[SOLVED] A problem in calling several gpu subroutines sequentially: OpenACC

A problem in calling several gpu subroutines sequentially: OpenACC - Fortran

I have the following problem. I have a main subroutine, let us call it main_function (for 3D BSplines). It takes as input several tensors.

This function contains only IF-conditions. If a condition is satisfied, other functions are called. Let us call these functions: function_a, function_b, and function_c which are parallelizable.

The structure is as follows

subroutine main_function(paras)
if(1) then
call function_a
else if (2)
call function_b
else if (3)
call function_c
end if
end subroutine main_function

with

subroutine function_a(paras)
!$acc parallel loop present(....)
do
heavy parallel calcs
end do
output: eta
end subroutine function_a

subroutine function_b(paras)
!$acc parallel loop present(....)
do
heavy parallel calcs
end do
output: eta
end subroutine function_b

subroutine function_c(paras)
!$acc parallel loop present(....)
do
heavy parallel calcs
end do
output: eta
end subroutine function_c

The subroutines function_a, function_b, and function_c have a B-spline tensor (eta) as an output calculated on GPU. I don't want to move this tensor to the host since it is not needed there. However, after calculating eta on GPU using main_function, an interpolation subroutine interpolate3D is called to interpolate the function. The definition of interpolate3D is something like

subroutine interpolate3D(eta, x, y, z, fAtxyz)

!$acc routine seq 

interpolate ...
end subroutine interpolate3D

To summarize the the pseudo-code is something like

call main_function(paras) 

!$acc parallel loop present(x, y, eta, fAtxyz)
do i = 1, N
call interpolate3D(eta, x(i), y(i), z(i), fAtxyz(i))
end do

My problems and questions are:

1)- When I don't use '!$acc update self (eta)' before the loop, the results are completely wrong. Does this mean that 'present clause' doesn't find correctly eta, calculated by main_function, on GPU. Therefore, one needs to update the host, and then recopy it back to the GPU?

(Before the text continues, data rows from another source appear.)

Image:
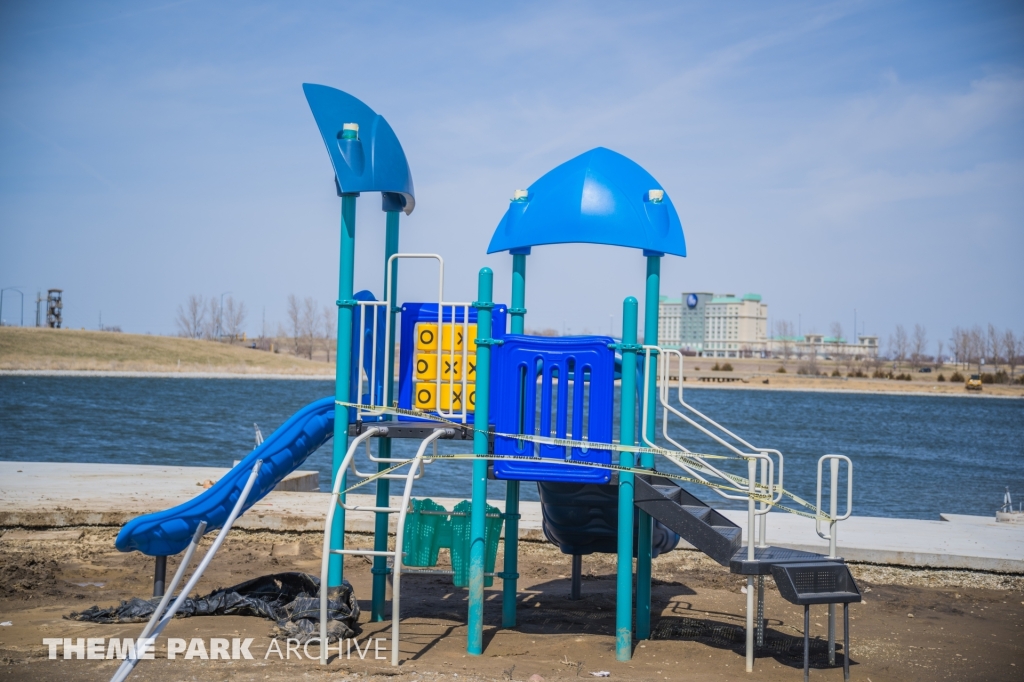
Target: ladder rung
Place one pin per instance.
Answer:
(364, 552)
(383, 510)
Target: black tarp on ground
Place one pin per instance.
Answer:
(291, 600)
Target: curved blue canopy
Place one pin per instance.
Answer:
(599, 197)
(373, 162)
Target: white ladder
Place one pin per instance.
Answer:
(415, 471)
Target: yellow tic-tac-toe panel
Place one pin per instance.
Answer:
(426, 367)
(451, 396)
(426, 336)
(452, 366)
(423, 397)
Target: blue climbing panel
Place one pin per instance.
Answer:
(367, 318)
(561, 387)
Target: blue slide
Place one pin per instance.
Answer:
(169, 531)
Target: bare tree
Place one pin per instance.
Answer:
(212, 323)
(993, 345)
(919, 345)
(192, 317)
(898, 345)
(329, 327)
(976, 345)
(1013, 347)
(957, 341)
(295, 321)
(305, 325)
(235, 317)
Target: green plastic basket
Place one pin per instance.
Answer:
(460, 543)
(424, 534)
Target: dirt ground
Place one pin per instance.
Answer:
(913, 625)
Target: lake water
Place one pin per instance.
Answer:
(914, 456)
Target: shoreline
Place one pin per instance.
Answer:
(751, 386)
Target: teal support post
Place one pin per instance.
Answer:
(511, 573)
(651, 300)
(343, 357)
(518, 310)
(627, 436)
(380, 569)
(481, 417)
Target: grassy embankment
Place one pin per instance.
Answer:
(755, 373)
(32, 348)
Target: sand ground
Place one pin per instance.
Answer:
(913, 625)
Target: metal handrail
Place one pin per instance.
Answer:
(417, 464)
(146, 642)
(758, 454)
(834, 499)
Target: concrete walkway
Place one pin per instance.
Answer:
(46, 496)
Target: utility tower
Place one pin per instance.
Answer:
(54, 308)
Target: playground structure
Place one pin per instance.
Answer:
(535, 409)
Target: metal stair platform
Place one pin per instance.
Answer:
(709, 530)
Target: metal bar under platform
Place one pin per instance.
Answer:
(420, 430)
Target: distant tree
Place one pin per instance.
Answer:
(993, 345)
(305, 325)
(957, 341)
(192, 317)
(976, 345)
(329, 327)
(898, 345)
(919, 345)
(233, 317)
(212, 326)
(1013, 347)
(783, 339)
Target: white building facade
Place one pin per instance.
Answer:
(714, 326)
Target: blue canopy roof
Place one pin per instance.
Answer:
(599, 197)
(373, 162)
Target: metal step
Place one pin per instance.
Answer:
(815, 583)
(692, 519)
(766, 557)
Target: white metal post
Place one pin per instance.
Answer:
(833, 512)
(751, 488)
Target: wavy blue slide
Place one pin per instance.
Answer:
(169, 531)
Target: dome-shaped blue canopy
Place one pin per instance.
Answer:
(599, 197)
(372, 162)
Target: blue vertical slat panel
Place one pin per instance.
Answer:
(590, 364)
(365, 328)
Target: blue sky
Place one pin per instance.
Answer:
(832, 157)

2)- How to ensure that interpolate3D is working on GPU? For example, if I don't have the above loop, does only adding '!$acc routine seq' ensure that it works on GPU and searches for different quantities there?

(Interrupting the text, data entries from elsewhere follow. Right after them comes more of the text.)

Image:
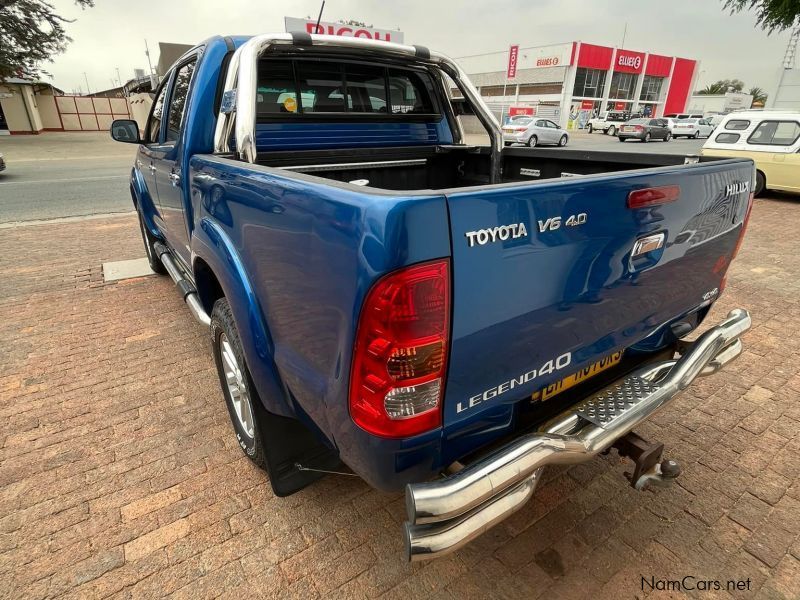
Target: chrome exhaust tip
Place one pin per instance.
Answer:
(445, 514)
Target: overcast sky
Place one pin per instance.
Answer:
(111, 35)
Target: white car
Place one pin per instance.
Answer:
(609, 123)
(533, 131)
(693, 128)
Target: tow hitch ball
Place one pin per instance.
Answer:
(648, 468)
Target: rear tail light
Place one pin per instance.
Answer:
(400, 354)
(653, 196)
(744, 226)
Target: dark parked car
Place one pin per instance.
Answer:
(645, 130)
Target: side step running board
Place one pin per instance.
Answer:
(185, 287)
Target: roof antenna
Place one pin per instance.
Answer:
(319, 18)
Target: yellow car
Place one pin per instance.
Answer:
(770, 138)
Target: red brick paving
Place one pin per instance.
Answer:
(121, 476)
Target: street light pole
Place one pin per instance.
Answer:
(150, 64)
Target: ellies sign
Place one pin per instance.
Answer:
(628, 61)
(513, 111)
(327, 28)
(513, 56)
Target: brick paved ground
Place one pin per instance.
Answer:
(120, 475)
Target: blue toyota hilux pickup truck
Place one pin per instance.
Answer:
(433, 315)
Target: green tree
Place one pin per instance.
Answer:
(771, 15)
(722, 86)
(758, 94)
(31, 33)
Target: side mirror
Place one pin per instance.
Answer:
(125, 130)
(461, 107)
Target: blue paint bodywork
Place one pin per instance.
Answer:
(295, 255)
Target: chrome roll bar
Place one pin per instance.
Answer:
(237, 114)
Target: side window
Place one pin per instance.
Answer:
(775, 133)
(177, 102)
(151, 135)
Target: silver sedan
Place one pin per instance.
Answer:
(533, 131)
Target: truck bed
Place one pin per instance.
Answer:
(553, 301)
(443, 167)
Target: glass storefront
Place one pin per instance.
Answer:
(589, 83)
(651, 88)
(623, 86)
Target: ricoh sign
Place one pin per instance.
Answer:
(328, 28)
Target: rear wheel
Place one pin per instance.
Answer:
(149, 247)
(237, 387)
(761, 184)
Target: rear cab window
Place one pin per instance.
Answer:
(312, 89)
(737, 124)
(727, 138)
(775, 133)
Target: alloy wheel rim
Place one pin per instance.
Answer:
(234, 379)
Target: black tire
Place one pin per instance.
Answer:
(223, 328)
(761, 183)
(149, 247)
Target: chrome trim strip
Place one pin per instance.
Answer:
(439, 511)
(415, 162)
(242, 80)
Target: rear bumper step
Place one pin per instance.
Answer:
(185, 286)
(445, 514)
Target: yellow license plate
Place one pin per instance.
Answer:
(579, 377)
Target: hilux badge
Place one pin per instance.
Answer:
(495, 234)
(738, 187)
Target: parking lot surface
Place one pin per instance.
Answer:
(64, 174)
(120, 475)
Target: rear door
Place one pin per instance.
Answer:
(150, 151)
(545, 282)
(169, 168)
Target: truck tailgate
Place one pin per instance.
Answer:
(545, 282)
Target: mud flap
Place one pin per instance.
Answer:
(287, 443)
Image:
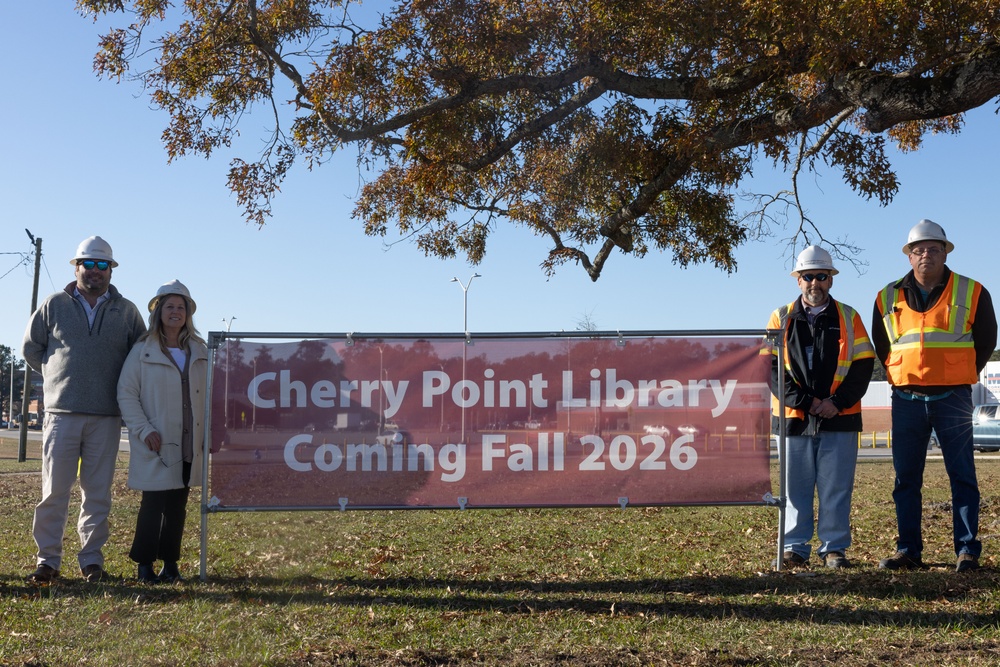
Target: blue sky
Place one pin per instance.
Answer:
(82, 156)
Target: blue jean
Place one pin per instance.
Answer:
(912, 421)
(820, 465)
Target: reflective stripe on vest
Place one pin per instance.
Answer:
(934, 347)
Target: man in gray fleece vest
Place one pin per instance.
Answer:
(78, 340)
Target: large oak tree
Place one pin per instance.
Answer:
(601, 125)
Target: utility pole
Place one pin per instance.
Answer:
(22, 447)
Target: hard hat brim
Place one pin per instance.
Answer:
(948, 245)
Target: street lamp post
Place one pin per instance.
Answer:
(10, 402)
(465, 326)
(229, 326)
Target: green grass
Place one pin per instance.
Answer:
(643, 586)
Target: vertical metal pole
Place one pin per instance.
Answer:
(10, 402)
(782, 451)
(207, 449)
(22, 446)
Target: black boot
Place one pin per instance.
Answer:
(170, 574)
(145, 574)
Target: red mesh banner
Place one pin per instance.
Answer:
(520, 422)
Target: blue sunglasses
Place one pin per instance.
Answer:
(91, 263)
(809, 277)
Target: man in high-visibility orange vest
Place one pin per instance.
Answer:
(934, 331)
(828, 361)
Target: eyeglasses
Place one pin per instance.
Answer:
(91, 263)
(809, 277)
(159, 454)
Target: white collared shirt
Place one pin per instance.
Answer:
(91, 311)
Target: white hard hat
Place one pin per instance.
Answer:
(168, 289)
(814, 258)
(94, 247)
(927, 230)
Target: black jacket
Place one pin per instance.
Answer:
(804, 383)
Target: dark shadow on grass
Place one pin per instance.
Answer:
(857, 598)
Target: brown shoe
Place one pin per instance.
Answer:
(95, 573)
(45, 574)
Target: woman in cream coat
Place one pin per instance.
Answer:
(161, 393)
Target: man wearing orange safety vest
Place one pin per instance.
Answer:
(828, 361)
(934, 331)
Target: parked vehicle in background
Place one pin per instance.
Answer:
(986, 428)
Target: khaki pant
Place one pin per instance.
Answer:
(70, 442)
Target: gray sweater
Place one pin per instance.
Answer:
(80, 364)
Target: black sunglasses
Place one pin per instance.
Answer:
(91, 263)
(809, 277)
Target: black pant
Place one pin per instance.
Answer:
(160, 524)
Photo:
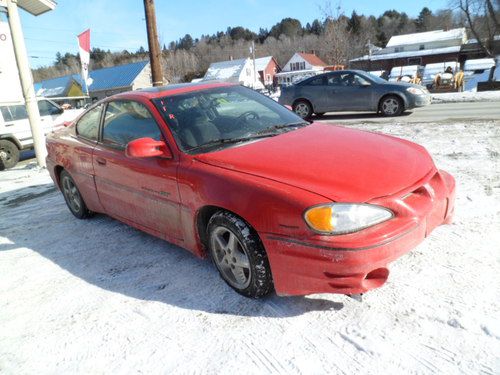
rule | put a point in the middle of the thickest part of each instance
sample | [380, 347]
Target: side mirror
[147, 148]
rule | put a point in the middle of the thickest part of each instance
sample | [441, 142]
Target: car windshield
[209, 119]
[373, 77]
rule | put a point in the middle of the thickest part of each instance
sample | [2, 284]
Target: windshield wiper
[217, 142]
[282, 126]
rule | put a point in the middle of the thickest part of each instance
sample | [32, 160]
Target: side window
[316, 81]
[46, 108]
[14, 112]
[7, 116]
[125, 121]
[334, 79]
[88, 125]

3)- In fact, when there is no loop, adding '!$acc update self (eta)' is required to have correct results. Does this mean that in this case the subroutine is executed on CPU?

3)- To summarize, If I have two subroutines: the first choses between different subroutines based on if-conditions to calculate a vector or tensor and keep it on GPU (I don't want to update the host), while the second will use this vector to perform some calculations on GPU, how to do this correctly with openACC?

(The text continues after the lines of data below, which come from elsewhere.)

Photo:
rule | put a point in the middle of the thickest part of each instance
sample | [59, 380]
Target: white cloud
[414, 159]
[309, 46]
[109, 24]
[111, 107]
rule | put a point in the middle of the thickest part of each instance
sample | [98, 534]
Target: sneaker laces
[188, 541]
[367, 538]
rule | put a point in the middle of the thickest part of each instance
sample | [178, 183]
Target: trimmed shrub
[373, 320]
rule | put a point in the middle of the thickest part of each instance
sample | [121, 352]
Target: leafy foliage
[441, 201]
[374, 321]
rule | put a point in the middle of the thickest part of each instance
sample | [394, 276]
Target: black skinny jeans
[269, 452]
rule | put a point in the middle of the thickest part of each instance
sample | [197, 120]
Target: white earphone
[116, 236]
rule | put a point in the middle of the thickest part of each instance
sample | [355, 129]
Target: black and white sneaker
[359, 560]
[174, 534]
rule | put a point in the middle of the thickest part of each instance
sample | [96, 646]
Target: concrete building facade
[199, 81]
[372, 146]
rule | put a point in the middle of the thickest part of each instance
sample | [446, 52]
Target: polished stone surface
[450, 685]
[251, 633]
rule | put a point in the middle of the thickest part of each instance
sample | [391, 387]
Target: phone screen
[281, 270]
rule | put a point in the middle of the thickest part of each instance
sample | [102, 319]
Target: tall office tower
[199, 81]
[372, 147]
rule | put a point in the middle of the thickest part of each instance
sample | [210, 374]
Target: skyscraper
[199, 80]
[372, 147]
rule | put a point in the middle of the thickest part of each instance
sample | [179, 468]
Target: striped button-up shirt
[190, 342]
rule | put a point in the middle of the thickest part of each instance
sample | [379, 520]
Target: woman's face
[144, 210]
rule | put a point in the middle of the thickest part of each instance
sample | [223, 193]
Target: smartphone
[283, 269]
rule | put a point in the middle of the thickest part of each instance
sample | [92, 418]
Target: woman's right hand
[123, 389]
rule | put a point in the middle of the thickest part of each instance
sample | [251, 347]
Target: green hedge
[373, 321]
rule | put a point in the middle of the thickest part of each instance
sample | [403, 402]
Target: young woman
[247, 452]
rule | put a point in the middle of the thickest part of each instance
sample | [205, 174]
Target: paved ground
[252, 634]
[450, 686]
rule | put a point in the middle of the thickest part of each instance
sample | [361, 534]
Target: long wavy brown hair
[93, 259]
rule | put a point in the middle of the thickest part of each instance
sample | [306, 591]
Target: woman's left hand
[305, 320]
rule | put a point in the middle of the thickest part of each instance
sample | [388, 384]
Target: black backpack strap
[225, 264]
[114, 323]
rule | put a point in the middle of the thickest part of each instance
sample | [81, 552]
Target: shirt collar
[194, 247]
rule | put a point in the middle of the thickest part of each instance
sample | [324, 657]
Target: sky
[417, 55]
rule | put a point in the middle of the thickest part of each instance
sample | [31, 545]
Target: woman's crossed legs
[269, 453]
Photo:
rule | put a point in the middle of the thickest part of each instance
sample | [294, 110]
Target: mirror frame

Sorry for being long and thank you very much for your help,

In fact, I have tried different strategies. However, all of them requires copying eta to the host before interpolating, even though it is only calculated on the device. There is something I don't understand since I'm also new to openacc

Solution

Cross-posted on NVIDIA's Forum: https://forums.developer.nvidia.com/t/b-splines-on-gpus-openacc-fortran/233053

Issue was an error in the user's code where a "parallel loop" was missing, hence the loop was not being run on the host.